Naukowcy zbadali 89 szkół podstawowych w całym kraju i dokładnie sprawdzili, co dzieci przynoszą na drugie śniadanie. Wyniki ich badań okazały się przerażające.
W pojemnikach przynoszonych przez uczniów z domu były chipsy, batoniki i ciastka, sztucznie słodzone napoje oraz kanapki, w których żaden ze składników nie zawierał protein. Tylko jeden procent śniadań spełniał normy zdrowego żywienia.

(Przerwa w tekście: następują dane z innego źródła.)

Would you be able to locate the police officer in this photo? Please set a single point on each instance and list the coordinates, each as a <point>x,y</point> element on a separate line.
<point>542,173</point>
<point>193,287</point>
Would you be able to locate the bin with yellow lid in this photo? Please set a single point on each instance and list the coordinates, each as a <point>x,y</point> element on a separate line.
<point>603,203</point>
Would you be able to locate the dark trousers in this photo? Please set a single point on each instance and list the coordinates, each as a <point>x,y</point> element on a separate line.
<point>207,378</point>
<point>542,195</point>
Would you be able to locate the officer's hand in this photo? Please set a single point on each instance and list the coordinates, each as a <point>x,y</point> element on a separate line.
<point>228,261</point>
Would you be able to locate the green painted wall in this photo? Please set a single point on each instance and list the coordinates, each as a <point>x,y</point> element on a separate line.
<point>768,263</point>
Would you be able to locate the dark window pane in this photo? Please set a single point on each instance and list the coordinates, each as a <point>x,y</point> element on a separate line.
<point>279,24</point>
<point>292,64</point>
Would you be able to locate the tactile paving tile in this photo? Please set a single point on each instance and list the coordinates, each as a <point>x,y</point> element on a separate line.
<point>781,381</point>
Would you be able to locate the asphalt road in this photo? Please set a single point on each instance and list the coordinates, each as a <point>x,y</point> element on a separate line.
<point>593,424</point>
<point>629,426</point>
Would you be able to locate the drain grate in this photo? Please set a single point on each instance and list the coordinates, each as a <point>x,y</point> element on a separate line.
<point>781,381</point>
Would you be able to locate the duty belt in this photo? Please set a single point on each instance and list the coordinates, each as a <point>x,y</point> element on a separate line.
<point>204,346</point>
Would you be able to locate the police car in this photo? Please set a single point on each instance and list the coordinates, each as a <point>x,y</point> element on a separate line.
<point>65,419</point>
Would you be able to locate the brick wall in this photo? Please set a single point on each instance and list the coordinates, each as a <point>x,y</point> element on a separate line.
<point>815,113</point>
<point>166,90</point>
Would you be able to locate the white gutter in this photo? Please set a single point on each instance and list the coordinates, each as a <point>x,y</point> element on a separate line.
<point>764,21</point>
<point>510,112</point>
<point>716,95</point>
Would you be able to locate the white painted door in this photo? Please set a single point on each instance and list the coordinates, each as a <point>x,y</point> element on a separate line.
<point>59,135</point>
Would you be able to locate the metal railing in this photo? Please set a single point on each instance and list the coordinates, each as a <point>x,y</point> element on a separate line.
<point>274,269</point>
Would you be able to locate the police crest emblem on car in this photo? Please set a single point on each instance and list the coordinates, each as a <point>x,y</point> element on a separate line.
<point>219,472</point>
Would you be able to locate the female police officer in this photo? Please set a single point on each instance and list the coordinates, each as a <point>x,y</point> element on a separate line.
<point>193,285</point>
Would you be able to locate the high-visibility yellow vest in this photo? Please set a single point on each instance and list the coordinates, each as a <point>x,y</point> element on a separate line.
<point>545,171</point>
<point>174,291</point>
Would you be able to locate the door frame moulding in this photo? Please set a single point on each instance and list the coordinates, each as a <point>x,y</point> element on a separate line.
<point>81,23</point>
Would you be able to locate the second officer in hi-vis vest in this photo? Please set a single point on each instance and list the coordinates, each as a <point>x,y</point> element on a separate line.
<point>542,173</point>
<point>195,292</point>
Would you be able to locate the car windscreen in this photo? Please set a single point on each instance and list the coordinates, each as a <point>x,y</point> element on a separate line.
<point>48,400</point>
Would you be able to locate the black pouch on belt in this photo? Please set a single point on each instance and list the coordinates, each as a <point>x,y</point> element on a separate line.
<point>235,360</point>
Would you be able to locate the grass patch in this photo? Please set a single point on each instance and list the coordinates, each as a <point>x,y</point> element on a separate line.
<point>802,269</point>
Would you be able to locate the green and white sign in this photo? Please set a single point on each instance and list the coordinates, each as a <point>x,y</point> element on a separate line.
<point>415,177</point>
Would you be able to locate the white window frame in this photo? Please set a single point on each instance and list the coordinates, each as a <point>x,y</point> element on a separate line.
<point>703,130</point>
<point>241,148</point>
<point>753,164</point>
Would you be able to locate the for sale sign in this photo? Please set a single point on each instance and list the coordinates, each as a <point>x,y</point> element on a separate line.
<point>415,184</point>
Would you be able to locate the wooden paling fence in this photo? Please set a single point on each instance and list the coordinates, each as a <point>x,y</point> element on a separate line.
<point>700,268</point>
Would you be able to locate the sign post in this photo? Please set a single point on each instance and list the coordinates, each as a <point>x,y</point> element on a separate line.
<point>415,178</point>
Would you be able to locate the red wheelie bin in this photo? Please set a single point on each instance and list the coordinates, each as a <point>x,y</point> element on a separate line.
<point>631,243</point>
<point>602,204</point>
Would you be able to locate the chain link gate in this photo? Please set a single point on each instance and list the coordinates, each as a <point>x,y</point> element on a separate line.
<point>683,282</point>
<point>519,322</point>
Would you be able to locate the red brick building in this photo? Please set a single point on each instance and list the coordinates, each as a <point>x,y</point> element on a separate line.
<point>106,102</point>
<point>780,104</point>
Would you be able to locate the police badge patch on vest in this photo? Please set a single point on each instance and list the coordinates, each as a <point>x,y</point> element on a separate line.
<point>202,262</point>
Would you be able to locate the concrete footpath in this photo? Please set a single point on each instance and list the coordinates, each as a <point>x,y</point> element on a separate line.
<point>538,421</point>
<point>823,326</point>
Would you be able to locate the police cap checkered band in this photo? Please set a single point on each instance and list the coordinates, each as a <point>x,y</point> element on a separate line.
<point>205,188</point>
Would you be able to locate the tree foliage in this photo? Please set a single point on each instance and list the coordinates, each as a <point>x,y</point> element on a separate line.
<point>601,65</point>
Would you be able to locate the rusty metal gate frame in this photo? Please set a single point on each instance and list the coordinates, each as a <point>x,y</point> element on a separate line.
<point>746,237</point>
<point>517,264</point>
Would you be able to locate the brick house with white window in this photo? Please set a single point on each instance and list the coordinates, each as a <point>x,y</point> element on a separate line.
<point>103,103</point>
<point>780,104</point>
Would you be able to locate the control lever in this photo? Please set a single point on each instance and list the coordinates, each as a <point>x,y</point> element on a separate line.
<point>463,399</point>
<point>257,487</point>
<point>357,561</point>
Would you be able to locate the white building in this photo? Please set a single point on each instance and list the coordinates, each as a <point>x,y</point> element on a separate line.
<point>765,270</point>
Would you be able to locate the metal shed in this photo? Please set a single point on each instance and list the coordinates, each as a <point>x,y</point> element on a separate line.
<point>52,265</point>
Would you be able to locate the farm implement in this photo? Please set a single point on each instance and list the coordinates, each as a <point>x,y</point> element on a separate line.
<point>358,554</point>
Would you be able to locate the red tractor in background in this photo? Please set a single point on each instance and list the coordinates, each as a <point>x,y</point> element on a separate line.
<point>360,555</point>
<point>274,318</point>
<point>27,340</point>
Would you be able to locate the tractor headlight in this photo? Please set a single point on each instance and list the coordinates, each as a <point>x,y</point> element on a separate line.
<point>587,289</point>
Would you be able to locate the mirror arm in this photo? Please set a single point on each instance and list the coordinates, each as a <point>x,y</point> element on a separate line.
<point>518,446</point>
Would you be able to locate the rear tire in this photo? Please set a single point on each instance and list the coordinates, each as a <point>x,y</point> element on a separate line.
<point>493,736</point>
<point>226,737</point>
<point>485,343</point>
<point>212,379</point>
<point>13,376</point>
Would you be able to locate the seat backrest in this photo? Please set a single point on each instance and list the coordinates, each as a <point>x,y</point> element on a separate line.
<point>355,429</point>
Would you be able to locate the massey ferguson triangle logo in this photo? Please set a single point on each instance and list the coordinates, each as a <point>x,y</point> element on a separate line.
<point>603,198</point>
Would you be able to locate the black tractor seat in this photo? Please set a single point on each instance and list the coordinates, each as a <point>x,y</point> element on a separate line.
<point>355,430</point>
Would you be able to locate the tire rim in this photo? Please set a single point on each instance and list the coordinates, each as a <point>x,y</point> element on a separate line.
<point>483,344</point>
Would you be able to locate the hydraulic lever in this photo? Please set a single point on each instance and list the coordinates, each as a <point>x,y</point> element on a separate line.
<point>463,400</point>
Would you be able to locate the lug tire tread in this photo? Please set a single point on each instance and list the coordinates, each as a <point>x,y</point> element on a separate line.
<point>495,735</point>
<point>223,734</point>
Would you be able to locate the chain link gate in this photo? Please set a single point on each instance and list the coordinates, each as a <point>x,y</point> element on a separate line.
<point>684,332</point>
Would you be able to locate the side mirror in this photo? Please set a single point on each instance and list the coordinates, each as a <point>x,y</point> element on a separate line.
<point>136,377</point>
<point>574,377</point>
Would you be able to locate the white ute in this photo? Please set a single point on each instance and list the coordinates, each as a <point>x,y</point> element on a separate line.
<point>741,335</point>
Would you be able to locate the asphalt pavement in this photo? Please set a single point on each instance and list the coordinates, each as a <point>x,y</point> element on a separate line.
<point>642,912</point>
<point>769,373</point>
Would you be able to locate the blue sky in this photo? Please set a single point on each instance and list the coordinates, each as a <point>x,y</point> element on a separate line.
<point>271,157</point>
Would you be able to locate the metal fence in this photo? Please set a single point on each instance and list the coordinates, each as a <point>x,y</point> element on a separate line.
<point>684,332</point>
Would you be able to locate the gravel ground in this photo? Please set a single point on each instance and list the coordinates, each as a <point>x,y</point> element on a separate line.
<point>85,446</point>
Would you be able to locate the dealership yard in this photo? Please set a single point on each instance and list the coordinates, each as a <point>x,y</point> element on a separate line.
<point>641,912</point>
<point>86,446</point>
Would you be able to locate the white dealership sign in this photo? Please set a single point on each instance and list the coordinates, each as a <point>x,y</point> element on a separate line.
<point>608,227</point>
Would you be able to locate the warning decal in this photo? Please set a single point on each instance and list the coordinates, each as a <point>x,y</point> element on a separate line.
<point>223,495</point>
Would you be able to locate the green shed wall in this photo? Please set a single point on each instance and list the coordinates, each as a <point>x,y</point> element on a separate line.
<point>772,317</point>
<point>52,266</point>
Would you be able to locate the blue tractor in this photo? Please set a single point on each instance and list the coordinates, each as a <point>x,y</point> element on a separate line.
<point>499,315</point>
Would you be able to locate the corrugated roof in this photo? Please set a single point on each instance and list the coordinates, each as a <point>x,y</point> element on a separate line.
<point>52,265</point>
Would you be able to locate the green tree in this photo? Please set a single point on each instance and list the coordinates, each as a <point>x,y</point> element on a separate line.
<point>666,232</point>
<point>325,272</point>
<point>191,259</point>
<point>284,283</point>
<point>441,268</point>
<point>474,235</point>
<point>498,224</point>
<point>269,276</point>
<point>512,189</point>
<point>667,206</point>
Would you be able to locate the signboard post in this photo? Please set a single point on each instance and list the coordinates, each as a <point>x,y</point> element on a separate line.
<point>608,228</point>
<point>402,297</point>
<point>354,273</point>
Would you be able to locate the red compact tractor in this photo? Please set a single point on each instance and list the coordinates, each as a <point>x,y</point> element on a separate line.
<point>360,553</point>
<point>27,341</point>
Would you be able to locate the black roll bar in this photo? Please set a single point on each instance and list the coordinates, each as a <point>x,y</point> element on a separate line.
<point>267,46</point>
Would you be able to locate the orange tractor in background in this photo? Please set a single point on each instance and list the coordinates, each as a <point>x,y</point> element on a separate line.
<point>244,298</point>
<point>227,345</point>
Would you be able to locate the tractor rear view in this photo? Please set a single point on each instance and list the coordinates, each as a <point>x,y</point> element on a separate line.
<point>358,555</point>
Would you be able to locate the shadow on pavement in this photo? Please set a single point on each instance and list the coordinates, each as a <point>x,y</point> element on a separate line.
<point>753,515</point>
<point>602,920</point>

Według naukowców winna jest presja ze strony rówieśników, której ulegają też rodzice. Niektórzy nie kryli zresztą oburzenia wnioskami naukowców.
„Gdy chodziłem do szkoły, mama dawała mi kanapkę z razowego chleba, którą natychmiast wyrzucałem, a w sklepiku kupowałem chipsy i słodycze. I jestem zdrowy”. „Lepiej, żeby dzieci jadły cokolwiek niż nic, większość niepotrzebnych kalorii i tak stracą w zabawie. Ci eksperci nie mogą decydować, co jest zdrowe” – to niektóre z komentarzy internautów na stronie tabloidu „The Sun”.
Brytyjskie gazety zauważyły, że rządowy plan propagujący zdrowe odżywianie w szkołach – który kosztował 20 milionów funtów – minął się z celem, bo dzieci nadal odżywiają się równie niezdrowo.